A new Vanderbilt University study of more than 8,000 males and females ranging in ages from 2 to 90 in the United States has found that females have significant advantages over males when it comes to timed tests and tasks. The differences were found to be most significant among preteens and teens, according to Vanderbilt researchers Stephen Camarata and Richard Woodcock.
“We found very minor differences in overall intelligence. But if you look at the ability of someone to perform well in a timed situation, females have a big advantage,” Camarata said. “‘Processing speed’ doesn’t refer to reaction time or the ability to play video games. It’s the ability to effectively, efficiently and accurately complete work that is of moderate difficulty.
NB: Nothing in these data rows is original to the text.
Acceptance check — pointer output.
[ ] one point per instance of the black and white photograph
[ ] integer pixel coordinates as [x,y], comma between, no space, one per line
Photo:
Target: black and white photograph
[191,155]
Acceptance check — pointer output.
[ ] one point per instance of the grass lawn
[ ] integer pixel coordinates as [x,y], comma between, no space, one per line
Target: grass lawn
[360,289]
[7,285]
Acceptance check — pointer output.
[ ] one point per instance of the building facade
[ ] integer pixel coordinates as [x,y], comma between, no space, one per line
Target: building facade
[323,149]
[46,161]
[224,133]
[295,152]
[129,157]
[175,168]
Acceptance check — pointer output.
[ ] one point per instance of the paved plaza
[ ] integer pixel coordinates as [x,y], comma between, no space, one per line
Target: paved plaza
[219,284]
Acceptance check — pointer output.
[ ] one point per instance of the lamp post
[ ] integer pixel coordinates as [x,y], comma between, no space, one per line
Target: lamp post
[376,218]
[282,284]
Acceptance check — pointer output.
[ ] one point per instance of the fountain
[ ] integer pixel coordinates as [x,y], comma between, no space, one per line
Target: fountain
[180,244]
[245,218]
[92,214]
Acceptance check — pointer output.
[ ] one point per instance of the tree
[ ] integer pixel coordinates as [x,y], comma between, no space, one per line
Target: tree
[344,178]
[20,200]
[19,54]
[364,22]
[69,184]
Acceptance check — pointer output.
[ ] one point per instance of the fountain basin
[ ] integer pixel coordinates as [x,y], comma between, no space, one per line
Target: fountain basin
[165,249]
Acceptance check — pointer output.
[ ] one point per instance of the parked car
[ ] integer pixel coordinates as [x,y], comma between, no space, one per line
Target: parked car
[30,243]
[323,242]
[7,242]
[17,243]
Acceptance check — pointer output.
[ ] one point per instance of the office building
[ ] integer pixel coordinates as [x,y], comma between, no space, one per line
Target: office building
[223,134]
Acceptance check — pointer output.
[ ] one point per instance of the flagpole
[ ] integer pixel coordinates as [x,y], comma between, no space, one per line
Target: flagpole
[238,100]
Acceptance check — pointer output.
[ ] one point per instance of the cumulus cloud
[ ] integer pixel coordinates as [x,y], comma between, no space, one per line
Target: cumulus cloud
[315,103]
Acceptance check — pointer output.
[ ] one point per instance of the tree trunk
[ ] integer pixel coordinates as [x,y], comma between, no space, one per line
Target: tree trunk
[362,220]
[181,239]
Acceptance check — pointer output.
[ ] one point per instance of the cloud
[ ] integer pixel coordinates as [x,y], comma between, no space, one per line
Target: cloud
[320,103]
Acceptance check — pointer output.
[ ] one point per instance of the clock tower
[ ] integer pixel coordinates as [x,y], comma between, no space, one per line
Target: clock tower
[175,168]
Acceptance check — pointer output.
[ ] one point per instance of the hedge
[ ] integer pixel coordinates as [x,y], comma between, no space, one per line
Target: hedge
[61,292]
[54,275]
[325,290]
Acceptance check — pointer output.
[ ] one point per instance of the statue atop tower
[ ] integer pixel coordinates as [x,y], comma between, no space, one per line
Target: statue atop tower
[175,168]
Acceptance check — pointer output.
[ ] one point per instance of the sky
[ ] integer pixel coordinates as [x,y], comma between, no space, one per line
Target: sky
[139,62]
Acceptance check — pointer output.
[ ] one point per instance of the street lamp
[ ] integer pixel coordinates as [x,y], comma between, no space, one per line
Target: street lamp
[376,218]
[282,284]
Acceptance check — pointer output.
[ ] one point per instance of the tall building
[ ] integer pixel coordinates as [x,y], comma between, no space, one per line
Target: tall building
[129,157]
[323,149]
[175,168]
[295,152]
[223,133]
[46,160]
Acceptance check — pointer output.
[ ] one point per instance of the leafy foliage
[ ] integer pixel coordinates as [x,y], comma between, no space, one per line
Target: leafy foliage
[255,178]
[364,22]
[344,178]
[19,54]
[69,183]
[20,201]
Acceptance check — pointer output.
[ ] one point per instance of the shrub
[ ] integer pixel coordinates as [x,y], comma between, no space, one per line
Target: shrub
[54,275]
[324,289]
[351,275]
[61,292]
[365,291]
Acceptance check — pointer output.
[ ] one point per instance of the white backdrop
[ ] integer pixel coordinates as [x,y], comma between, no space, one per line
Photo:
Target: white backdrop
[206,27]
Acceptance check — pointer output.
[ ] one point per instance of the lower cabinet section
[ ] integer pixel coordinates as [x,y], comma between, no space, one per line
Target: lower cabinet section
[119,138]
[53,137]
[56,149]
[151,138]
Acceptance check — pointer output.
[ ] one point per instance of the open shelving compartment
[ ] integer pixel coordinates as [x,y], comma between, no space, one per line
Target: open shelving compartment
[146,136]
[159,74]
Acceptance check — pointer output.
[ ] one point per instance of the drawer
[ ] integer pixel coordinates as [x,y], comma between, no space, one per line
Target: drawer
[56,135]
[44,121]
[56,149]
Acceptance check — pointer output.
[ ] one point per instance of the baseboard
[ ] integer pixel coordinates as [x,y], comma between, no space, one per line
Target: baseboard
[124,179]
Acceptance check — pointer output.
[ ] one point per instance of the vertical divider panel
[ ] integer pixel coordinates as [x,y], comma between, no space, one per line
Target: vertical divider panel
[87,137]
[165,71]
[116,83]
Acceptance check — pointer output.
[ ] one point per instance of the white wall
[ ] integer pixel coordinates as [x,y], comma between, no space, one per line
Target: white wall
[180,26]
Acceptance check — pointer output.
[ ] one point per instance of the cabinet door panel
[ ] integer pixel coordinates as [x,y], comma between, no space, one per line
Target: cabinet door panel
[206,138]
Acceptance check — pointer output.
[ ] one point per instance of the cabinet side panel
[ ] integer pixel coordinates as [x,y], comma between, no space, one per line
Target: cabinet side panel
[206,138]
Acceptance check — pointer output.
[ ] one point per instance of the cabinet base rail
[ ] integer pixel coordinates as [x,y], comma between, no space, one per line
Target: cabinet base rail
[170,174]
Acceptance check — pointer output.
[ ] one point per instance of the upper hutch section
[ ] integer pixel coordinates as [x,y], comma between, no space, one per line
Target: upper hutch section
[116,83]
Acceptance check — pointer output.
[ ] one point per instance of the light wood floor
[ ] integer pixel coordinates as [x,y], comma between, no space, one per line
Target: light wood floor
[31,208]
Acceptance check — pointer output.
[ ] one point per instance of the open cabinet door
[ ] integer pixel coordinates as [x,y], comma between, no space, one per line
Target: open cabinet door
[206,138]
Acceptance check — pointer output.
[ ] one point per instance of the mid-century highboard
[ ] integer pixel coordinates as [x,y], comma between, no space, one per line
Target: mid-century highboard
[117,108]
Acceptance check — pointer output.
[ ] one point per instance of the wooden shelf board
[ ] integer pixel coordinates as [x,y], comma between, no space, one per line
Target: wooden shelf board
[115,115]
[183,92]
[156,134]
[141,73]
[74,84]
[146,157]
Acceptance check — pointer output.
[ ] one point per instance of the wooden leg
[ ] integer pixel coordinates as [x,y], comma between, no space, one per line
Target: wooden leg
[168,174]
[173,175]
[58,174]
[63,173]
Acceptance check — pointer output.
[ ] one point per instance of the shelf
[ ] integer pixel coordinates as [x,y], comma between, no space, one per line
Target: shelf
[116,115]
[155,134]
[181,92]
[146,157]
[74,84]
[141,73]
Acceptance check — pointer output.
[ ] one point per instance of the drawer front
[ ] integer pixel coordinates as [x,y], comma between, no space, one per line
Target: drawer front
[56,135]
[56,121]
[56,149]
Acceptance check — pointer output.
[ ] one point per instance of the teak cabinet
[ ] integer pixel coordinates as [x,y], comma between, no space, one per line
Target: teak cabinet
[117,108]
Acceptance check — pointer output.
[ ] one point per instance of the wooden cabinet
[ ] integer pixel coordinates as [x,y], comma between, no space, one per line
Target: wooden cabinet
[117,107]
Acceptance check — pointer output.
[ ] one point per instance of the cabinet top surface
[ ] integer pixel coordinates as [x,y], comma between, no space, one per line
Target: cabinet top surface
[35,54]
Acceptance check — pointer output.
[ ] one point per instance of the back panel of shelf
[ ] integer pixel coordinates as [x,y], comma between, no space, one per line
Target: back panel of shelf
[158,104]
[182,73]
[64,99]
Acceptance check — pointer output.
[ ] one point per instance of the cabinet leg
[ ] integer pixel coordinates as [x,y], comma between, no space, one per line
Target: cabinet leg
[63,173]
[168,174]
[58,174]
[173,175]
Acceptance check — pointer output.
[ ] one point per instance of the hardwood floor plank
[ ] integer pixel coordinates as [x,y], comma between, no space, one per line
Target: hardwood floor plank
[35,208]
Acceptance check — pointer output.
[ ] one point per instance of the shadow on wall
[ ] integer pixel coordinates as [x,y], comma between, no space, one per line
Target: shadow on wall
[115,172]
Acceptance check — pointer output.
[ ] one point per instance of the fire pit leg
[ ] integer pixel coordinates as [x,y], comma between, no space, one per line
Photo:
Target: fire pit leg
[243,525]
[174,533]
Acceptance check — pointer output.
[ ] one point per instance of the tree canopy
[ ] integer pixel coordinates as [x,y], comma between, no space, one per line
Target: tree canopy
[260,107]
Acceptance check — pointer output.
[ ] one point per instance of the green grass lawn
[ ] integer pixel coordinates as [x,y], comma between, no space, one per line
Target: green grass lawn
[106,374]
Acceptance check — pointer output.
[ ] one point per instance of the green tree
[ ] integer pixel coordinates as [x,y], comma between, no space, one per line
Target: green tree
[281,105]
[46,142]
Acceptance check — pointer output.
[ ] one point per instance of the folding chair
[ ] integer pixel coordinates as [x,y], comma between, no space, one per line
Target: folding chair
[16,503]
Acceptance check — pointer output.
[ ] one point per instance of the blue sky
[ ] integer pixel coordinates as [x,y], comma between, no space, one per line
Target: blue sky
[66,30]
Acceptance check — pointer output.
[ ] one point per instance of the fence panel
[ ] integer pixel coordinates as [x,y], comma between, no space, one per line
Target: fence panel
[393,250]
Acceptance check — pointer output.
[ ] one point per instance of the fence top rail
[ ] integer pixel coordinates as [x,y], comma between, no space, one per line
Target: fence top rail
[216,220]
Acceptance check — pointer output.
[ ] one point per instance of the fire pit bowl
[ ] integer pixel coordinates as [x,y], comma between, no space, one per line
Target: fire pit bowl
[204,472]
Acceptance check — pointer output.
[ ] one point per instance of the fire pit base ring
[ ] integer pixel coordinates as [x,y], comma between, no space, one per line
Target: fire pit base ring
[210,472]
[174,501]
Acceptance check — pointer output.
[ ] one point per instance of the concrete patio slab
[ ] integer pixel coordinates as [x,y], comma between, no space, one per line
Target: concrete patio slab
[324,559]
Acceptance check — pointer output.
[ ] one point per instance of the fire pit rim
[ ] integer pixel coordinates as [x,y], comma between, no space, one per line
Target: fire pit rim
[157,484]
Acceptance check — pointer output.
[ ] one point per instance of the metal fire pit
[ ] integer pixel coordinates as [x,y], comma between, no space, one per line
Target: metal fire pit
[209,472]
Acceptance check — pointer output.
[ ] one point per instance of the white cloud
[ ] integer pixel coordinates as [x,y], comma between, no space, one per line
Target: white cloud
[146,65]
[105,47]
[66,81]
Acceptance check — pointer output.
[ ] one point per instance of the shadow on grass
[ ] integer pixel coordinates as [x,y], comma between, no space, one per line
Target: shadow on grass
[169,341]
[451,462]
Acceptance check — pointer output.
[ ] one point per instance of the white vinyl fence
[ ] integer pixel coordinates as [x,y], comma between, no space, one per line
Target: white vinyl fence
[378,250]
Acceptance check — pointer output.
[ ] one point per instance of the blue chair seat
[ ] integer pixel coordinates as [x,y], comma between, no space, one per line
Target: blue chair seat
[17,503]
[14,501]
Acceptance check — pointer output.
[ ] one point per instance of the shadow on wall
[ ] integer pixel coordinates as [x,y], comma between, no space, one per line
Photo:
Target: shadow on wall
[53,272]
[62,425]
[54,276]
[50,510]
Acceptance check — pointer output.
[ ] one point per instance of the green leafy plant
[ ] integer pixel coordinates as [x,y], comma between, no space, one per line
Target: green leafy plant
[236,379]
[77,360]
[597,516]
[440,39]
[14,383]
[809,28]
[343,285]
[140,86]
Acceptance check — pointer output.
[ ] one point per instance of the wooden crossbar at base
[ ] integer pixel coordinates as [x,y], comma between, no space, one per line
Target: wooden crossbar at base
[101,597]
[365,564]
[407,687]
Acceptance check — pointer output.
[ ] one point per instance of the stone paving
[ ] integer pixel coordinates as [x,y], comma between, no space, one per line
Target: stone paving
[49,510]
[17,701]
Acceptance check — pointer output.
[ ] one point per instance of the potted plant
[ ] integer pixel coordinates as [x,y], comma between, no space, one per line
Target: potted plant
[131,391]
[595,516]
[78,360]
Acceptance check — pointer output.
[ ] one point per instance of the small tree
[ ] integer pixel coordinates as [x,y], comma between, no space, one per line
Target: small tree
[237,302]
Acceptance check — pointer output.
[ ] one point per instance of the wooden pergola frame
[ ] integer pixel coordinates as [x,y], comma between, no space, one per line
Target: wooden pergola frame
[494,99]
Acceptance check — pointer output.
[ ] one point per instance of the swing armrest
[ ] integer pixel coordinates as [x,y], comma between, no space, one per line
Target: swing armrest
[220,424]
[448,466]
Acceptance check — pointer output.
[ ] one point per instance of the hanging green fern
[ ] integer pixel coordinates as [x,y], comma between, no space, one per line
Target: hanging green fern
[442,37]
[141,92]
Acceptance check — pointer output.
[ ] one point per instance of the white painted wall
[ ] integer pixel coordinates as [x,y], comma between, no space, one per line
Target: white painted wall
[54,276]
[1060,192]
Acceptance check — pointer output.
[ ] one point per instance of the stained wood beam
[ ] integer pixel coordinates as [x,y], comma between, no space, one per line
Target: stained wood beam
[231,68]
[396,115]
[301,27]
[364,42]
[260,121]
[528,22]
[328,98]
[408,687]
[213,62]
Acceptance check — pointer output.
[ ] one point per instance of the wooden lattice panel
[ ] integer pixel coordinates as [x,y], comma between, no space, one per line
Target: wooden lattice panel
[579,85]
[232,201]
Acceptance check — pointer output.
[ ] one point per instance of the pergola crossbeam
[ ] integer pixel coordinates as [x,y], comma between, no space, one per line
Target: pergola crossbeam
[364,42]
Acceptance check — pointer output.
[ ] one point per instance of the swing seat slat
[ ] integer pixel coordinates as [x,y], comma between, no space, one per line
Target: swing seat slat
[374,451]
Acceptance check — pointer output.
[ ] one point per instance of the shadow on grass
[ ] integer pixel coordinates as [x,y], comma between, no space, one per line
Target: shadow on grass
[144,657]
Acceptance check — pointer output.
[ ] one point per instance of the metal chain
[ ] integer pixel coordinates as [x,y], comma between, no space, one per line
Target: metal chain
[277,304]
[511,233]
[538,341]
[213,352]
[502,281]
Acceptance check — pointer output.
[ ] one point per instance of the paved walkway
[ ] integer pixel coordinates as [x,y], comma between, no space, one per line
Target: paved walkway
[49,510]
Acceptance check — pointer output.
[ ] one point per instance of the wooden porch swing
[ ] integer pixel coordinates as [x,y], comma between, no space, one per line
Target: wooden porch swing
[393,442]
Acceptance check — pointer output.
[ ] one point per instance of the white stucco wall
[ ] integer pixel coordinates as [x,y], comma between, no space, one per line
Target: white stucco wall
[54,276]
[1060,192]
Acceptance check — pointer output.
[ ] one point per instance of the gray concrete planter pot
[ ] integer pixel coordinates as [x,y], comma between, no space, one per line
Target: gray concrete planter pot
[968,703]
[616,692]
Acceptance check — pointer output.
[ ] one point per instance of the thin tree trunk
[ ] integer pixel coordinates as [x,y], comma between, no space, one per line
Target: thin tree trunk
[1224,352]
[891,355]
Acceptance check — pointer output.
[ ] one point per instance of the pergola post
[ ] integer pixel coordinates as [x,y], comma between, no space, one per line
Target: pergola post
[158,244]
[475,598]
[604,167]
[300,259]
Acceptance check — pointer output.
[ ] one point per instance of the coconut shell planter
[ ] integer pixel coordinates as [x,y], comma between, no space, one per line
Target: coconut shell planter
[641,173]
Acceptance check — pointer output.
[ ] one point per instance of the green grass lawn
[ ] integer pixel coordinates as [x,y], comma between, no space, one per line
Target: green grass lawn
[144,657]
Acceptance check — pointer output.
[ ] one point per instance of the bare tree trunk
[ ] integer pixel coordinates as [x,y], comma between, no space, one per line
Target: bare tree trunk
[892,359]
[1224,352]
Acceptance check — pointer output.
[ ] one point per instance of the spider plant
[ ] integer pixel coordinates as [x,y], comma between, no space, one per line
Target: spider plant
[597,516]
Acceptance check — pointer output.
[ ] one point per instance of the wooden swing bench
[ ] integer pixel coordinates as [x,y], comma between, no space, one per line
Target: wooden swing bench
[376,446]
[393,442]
Though males and females showed similar processing speed in kindergarten and preschool, females became much more proficient than males in elementary, middle and high school.”
Males scored lower than females in all age groups when it came to processing speed, but the study did find that males outperformed females consistently in some surprising areas, such as identifying objects, knowing antonyms and synonyms and being able to complete verbal analogies. These findings go against the idea that women/girls are better with communication skills earlier.
The researchers wrote, “Consider that many classroom activities, including testing, are directly or indirectly related to processing speed. The higher performance of females may contribute to a classroom culture that favors females, not because of teacher bias but because of inherent differences in sex processing speed.” The study was recently published in the journal Intelligence.